28th May2013

Coming up to two years

by Dutchcloggie

I have been moody for the past few weeks. Nothing in particular seems to bother me but I am just moody. And it seems that even though I can not point a direct finger at Jane, it is because it is That Week, That Month. In 2 days, it will be two years since Jane died.  And like last year, I am struck with a general moodiness. Low-level depression perhaps?

It is annoying to say the least. Because this is of course the time when I should be studying for my exams. But the past 3 weeks have been basically a waste of time with my concentration hitting a level I never knew I could sink to. And for someone with ADHD, that is saying something.

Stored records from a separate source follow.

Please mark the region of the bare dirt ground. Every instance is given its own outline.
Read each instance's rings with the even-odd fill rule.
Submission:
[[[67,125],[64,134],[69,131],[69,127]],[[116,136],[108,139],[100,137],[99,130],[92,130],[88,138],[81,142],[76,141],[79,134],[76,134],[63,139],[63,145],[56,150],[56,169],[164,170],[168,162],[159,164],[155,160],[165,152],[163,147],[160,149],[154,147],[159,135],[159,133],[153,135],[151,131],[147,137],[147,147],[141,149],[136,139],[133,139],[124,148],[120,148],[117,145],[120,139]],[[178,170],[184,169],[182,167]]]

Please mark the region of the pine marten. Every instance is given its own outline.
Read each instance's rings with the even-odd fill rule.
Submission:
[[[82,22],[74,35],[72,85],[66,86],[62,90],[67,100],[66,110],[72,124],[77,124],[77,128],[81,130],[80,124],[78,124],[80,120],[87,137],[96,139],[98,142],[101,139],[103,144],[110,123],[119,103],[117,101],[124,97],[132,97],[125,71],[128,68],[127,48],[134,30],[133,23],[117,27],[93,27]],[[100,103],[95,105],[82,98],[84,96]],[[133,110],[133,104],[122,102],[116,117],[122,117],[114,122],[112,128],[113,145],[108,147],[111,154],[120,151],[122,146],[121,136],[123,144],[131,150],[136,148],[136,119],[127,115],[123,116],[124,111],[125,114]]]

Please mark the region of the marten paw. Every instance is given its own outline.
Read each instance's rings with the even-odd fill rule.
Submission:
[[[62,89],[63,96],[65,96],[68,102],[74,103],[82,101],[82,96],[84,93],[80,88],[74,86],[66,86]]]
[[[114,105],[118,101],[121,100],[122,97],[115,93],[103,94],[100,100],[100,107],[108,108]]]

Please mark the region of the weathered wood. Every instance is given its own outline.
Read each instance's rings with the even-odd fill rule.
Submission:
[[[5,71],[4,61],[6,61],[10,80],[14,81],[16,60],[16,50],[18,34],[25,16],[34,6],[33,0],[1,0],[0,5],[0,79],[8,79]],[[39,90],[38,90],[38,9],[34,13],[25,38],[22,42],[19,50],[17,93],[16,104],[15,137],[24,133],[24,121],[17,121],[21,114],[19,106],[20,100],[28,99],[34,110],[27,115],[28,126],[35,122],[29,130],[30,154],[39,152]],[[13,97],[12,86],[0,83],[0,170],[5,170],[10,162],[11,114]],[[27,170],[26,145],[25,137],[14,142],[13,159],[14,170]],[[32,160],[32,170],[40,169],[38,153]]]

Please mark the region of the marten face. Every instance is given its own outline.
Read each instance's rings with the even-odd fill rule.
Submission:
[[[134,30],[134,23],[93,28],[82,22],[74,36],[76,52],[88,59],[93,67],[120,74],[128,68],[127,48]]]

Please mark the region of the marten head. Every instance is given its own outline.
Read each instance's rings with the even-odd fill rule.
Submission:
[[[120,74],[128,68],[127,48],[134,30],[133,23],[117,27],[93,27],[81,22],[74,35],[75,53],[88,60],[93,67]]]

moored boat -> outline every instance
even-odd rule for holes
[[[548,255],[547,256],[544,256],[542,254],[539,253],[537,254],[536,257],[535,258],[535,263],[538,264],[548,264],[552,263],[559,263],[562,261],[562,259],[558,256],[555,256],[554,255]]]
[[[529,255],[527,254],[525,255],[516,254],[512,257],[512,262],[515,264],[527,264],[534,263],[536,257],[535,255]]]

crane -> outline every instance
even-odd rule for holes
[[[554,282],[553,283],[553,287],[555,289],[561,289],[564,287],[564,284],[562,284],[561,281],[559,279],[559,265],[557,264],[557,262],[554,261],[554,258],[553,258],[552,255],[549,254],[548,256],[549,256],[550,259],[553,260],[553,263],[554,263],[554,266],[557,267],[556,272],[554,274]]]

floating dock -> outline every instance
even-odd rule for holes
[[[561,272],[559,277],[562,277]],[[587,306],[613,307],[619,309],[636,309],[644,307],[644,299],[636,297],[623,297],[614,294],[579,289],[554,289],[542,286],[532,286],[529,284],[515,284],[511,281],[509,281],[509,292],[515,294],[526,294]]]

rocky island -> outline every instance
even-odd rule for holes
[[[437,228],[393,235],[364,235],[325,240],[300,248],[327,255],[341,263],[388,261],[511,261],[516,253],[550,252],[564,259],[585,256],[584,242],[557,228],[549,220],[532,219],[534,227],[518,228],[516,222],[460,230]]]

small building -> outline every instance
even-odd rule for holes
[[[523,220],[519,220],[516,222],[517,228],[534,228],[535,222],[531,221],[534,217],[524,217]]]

It is not that I am distracted by thoughts of Jane all the time. Just that everything seems gray at the moment. I moved in with Girlfriend last month and it is lovely, but I am constantly finding fault with the place we live in. Mostly it feels too small for us. Or rather, for me. So this irritates me. The fact that there is not a lot of day light in the flat irritates me. The fact that we have to dry the laundry in the living room irritates me. The fact that the street is messy irritates me. The fact that the sun comes up in the morning irritates me.

Two years.

Jane in her fencing gear in 2008.

Sometimes I still can not grasp the idea that Jane is really never coming back. Of course I know this, I am not delusional. But perhaps this thought has been popping up more recently because my life is kind of back on track. I am living with a lovely, lovely lady with whom I hope to stay for years to come. I am working towards my degree. I have nice friends. And when I complete official forms, I no longer know for sure if I should be ticking the box for Widow when I am completing official documents (for the record, I do tick Widow because the other option is Single which I am most certainly not and apparently the law says you are a widow until you remarry).

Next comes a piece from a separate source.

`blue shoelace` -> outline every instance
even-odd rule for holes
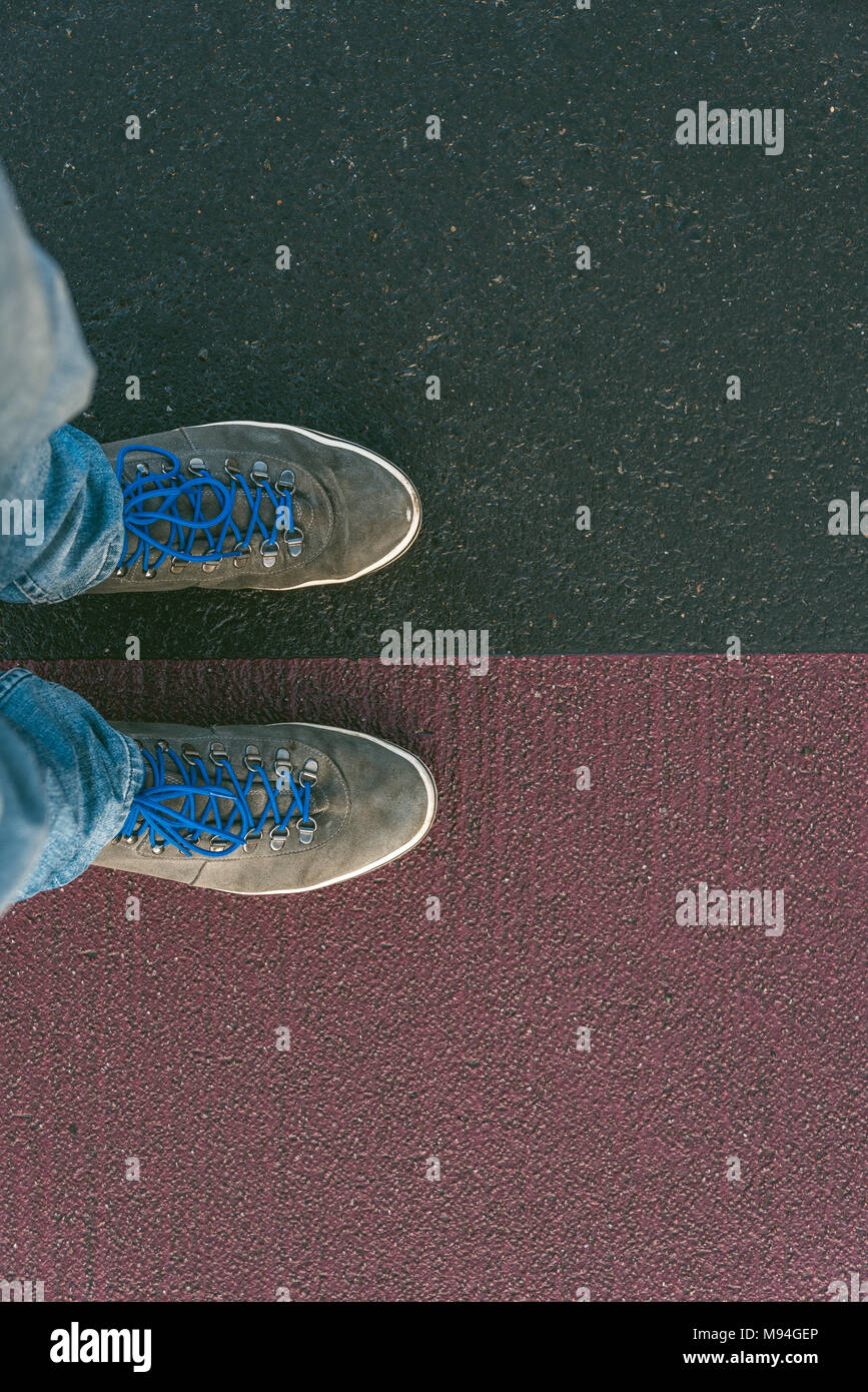
[[[163,465],[161,473],[149,473],[146,465],[139,464],[135,477],[129,483],[124,483],[124,461],[128,454],[134,452],[159,454],[171,462]],[[273,487],[267,465],[257,459],[250,470],[250,480],[256,484],[256,491],[253,491],[235,459],[227,459],[224,468],[228,479],[225,483],[223,479],[214,477],[202,459],[193,458],[188,464],[188,472],[192,477],[185,479],[181,473],[179,458],[170,450],[138,444],[128,444],[120,450],[114,472],[124,489],[124,525],[128,544],[117,574],[125,575],[129,567],[139,560],[147,578],[156,575],[167,557],[172,562],[172,571],[191,561],[211,567],[220,561],[238,561],[241,557],[252,555],[253,540],[257,535],[262,537],[259,550],[263,565],[271,567],[280,554],[277,539],[281,532],[289,555],[298,555],[302,550],[303,536],[295,525],[292,511],[295,489],[292,469],[284,469]],[[232,519],[239,489],[250,509],[246,532],[242,532]],[[213,516],[206,516],[203,509],[209,494],[217,503],[217,512]],[[262,516],[266,500],[274,508],[271,526]],[[168,523],[167,541],[154,539],[152,535],[154,523]],[[202,537],[207,551],[198,555],[192,547]]]
[[[167,845],[171,845],[185,856],[217,857],[238,849],[256,849],[266,823],[271,820],[270,846],[273,851],[280,851],[287,841],[294,816],[299,817],[296,831],[300,844],[306,846],[313,841],[316,821],[310,816],[310,791],[317,777],[316,760],[309,759],[296,780],[292,775],[289,752],[278,749],[274,760],[277,786],[273,786],[259,749],[248,745],[245,754],[248,777],[242,785],[227,750],[218,742],[210,748],[216,773],[209,771],[202,754],[192,745],[182,745],[181,754],[177,754],[166,741],[157,742],[156,754],[143,746],[139,748],[146,768],[150,770],[152,784],[132,799],[129,814],[115,841],[125,839],[132,845],[147,835],[154,855],[160,855]],[[249,806],[255,789],[266,792],[266,805],[259,817],[253,817]],[[284,812],[278,803],[281,793],[289,795],[289,806]],[[199,810],[196,810],[198,803]],[[207,838],[207,846],[199,844],[202,838]]]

Basically, after years of being a carer and then being a widow, I am now Me again: a totally unremarkable person with a totally unremarkable life. And yet I have had so much happen to me that nobody knows unless I specifically bring it up. None of the people I meet in this new life will know how it felt. How I felt. Who Jane was. She is just a story to many people in my ‘new’ life.

Until recently, when I thought about Jane, I would mostly think about the time she was ill and needed my care. I thought of the sadness of her illness, the heart-breaking times when she soiled herself in public and needed her wife to clean her up, both with tears in our eyes. Or the sadness I feel about not being able to ask her what she wanted in her last few days. The jealousy at other brain tumour patients who are more or less lucid until very shortly before their death. Basically, I have been dealing with the trauma of Jane’s illness and her death.

Jane showing off her dry-land swimming skills in 2010.

I am not sure I have dealt with the loss of the Jane I married back in 2006. Not that it is a case of me missing Jane all the time with everything I do. But there is now space for missing the Jane she was, not the Jane she became. It is just that I have time to think about Jane and the things we did and that I will never hear her voice again. Or see her smile. Or laugh at her jokes. Or meet her university friends. Or berate her for procrastinating at university. Or ask her for help with my homework. I guess I am now sad about the loss of my best friend; the funny, witty, promising, sporty, deadpan, smart friend. The idea of Never Again is taking hold.

Never is a long time.

Jane with Bear asleep in the hospice.

This week, on the anniversary of her death, I will scatter Jane’s ashes. I am keeping some of them, tucked away inside Bear, the teddy that was with Jane since she first went in to hospital in 2005. Unobtrusive, Bear will sit on a shelf somewhere. And I will set the rest of Jane free in a place that meant most to her. The place she credits with making her who she was. It will be only me and a couple of friends.

And when I come back home, Girlfriend will be waiting for me. We probably won’t say much but she will hold me and I will cry. Cry for Jane, cry for my loss and cry because I am so lucky to have someone who understands that none of this in any way diminishes what she is to me: Friend, Partner… Future.